The European Commission and US officials on Tuesday called on Palestinians and Israelis to prevent the derailment of the peace process following a deadly Tel Aviv bomb blast.
Tony Blair with Mahmoud Abbas in London on Tuesday
Coming just days after a suicide bomb in Tel Aviv threatened to undermine the three-week-old ceasefire declaration between Palestinians and Israelis, Tuesday's one-day meeting in London was seen by many as a good first chance to revive the "road map" plan for Middle East peace.
In response to Friday's bombing in Tel Aviv that has endangered a fragile peace between Israelis and Palestinians, the European Union, Russia, the United Nations and the United States called for "immediate action by the Palestinian Authority to apprehend and bring to justice the perpetrators" of the attack that killed five people.
During the meeting, Palestinian President Mahmoud Abbas again condemned Friday's attack, which undermined a three-week-old truce with Israel. He told a news conference he held with Tony Blair, who hosted the conference, that Palestinians were committed to preventing attacks and promised to track down the culprits.
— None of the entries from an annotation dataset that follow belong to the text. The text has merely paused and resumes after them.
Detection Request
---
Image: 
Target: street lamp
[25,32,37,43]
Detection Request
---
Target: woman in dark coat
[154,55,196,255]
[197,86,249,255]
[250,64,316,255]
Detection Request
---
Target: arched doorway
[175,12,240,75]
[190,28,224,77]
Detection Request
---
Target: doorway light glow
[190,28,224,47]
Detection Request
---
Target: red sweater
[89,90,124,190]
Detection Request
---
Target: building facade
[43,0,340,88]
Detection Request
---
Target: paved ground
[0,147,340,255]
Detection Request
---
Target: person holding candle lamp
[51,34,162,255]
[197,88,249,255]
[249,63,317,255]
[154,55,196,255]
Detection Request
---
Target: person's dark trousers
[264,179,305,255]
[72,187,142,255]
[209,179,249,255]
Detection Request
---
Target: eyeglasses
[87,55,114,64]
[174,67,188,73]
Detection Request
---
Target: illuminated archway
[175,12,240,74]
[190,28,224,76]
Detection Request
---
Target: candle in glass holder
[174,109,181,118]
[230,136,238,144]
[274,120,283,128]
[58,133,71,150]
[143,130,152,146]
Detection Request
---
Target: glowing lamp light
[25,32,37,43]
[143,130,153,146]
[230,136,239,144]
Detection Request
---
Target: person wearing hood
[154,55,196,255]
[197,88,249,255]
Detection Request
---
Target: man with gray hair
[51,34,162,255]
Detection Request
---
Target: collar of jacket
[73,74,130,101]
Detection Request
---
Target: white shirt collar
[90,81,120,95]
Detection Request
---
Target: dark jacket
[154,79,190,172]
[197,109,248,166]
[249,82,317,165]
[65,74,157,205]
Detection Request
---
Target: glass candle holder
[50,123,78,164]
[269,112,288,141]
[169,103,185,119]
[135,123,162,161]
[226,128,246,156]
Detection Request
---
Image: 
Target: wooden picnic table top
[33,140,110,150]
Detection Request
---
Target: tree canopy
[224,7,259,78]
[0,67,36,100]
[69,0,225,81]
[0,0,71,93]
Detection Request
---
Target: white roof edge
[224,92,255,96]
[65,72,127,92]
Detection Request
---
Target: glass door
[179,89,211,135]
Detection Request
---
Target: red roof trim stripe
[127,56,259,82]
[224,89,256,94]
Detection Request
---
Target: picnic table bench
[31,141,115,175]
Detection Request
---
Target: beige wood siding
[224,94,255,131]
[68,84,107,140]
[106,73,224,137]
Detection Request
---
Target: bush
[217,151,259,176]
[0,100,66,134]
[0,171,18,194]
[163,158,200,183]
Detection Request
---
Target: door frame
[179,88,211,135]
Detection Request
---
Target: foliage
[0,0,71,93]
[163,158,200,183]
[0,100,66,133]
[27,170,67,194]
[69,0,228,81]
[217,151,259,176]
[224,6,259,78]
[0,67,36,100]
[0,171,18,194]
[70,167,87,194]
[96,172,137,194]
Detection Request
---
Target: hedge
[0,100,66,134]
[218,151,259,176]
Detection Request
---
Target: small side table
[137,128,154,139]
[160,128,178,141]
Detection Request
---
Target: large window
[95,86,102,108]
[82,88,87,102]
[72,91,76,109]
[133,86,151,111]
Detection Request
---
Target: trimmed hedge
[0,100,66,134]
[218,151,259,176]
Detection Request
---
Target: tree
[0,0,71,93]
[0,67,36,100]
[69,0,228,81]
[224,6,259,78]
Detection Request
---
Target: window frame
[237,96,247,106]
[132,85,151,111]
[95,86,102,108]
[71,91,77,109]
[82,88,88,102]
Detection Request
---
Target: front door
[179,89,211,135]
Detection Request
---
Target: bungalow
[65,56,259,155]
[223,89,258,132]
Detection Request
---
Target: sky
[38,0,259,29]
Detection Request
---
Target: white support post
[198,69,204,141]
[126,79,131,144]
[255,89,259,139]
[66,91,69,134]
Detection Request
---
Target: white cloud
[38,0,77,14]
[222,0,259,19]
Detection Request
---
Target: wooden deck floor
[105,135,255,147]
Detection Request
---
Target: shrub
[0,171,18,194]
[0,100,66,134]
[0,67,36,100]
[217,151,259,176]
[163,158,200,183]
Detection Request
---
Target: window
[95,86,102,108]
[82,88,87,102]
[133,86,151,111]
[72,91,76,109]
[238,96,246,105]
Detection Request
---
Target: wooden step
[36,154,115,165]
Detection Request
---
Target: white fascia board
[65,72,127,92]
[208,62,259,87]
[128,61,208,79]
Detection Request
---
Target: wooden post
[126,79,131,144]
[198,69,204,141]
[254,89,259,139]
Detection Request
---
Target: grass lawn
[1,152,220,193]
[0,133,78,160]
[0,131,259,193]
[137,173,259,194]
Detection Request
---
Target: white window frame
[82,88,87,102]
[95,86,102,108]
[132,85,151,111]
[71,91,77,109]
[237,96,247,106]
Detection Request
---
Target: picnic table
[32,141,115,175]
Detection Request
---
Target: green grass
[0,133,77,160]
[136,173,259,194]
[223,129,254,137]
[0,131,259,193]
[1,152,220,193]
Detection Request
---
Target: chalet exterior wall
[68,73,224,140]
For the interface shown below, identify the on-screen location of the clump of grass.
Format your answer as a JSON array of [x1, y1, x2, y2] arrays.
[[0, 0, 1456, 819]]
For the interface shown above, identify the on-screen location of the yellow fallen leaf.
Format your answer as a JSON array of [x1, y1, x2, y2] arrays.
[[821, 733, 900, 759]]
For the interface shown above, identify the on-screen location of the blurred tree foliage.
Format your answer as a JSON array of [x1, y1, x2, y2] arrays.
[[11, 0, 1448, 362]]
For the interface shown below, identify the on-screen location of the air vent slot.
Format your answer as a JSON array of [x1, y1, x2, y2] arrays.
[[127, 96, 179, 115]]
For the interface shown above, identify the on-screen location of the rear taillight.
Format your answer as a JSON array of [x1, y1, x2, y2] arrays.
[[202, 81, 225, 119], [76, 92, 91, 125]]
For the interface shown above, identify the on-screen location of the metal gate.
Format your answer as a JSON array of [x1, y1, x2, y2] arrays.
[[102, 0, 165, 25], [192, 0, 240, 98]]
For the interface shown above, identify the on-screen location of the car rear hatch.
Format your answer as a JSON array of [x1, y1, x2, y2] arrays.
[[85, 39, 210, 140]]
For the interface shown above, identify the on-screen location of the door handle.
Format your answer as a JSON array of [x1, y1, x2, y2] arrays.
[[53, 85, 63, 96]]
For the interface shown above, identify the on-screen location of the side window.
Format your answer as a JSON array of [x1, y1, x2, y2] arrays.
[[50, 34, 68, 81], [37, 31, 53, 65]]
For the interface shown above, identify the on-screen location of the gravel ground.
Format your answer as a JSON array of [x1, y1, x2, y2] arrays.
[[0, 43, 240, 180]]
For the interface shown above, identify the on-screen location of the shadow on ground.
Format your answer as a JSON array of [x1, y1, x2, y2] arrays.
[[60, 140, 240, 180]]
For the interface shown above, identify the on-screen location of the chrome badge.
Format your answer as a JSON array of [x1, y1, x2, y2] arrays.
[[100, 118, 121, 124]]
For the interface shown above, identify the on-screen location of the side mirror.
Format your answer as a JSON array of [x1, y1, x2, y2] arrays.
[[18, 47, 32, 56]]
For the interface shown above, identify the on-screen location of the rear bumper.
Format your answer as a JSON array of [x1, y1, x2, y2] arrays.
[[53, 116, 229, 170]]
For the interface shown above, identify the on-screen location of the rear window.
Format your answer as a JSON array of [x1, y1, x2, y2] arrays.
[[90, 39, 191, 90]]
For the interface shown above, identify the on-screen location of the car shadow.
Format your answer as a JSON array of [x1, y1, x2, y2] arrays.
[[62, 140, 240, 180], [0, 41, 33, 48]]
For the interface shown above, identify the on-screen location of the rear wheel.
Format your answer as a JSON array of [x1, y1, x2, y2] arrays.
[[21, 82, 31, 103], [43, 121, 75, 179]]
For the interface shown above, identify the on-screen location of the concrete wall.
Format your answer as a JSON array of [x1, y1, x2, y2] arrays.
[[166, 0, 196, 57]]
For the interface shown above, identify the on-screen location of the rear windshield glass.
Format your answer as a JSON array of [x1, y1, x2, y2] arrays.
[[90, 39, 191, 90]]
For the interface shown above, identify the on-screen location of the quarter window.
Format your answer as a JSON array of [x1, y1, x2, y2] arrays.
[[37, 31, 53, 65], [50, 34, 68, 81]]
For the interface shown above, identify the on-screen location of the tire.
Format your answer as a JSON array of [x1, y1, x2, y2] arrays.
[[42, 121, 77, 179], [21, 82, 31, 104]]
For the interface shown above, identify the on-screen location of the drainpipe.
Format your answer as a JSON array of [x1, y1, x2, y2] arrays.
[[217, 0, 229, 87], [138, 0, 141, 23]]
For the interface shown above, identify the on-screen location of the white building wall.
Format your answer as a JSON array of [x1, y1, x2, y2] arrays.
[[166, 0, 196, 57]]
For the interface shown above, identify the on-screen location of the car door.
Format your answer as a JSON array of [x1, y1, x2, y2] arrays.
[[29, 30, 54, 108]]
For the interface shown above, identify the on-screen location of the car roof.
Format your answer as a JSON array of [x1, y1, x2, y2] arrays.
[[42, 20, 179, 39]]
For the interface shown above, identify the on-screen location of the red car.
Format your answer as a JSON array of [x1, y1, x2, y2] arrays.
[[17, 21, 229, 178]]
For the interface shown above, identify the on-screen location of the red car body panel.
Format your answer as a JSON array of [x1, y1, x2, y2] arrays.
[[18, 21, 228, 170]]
About 50 radical Islamic protestors from the Party of Freedom, an organization which is banned in many countries, demonstrated outside the conference, denouncing Abbas for what they called "acquiescence" to the United States. A speaker for the group said its aim was to return Israel and the Occupied Territories to governance under Islamic law and one leader.
"Muslim land is not for sale," they chanted.
Large international presence
The London talks brought together Abbas, US Secretary of State Condoleezza Rice, UN Secretary Genera Kofi Annan as well as some 40 European and Arab foreign ministers and World Bank and International Monetary Fund representatives.
"We are trying to lay a foundation for a successful movement through the road map to a two-state solution," Rice told a news conference in London.
EU Commissioner for External Relations and European Neighborhood Policy, Benita Ferrero-Waldner
European Union external relations chief Benita Ferrero-Waldner, who attended the talks, said it was the duty of everyone attending to work towards helping Palestinians reap the "fruits of peace."
"Each of us must play our part to ensure that the new momentum for peace is not derailed," she said Monday.
Israel calls for resolution
Palestinian Authority President Mahmoud Abbas, left, and Israeli Prime Minister Ariel Sharon in Egypt on Feb. 8.
Israeli officials meanwhile called on conference participants to pass a resolution committing the Palestinian Authority to dismantle militant activity.
"We want the London conference, which is set to promote reform in the Palestinian Authority, to commit to dismantling terrorist infrastructure," said foreign ministry spokesman Mark Regev.
Keeping peace process on track
Following Friday's bomb blast in downtown Tel Aviv -- the first since a landmark summit and ceasefire between Israeli and Palestinian leaders in Egypt of Feb. 8 -- observers in Europe worried the fragile peace process could suffer another set-back.
Ferrero-Waldner called on Abbas to strengthen a clampdown on militant factions, such as the Islamic Jihad which claimed responsibility for the Tel Aviv blast.
"President Abbas must take effective steps to fight and dismantle terror organizations, stop incitement, and maintain law and order within the Palestinian territories and vis-à-vis Israel," the EU official said while pointing out that Israel, for its part, needs to "ease restrictions on freedom of movement."
"Both sides are taking risks for peace and need our support," she added.
In the run-up to the London conference, the EU announced that it had earmarked up to €250 million ($331 million) this year to support steps towards the creation of a viable Palestinian state. The money will go towards creating a functioning judiciary system, supporting elections, and continuing efforts to improve governance and financial transparency. "We will make funds available to help deliver tangible improvements in living conditions, to build up the Palestinian's government capacity, and support the reconstruction of infrastructure and basic services," Ferrero-Waldner said.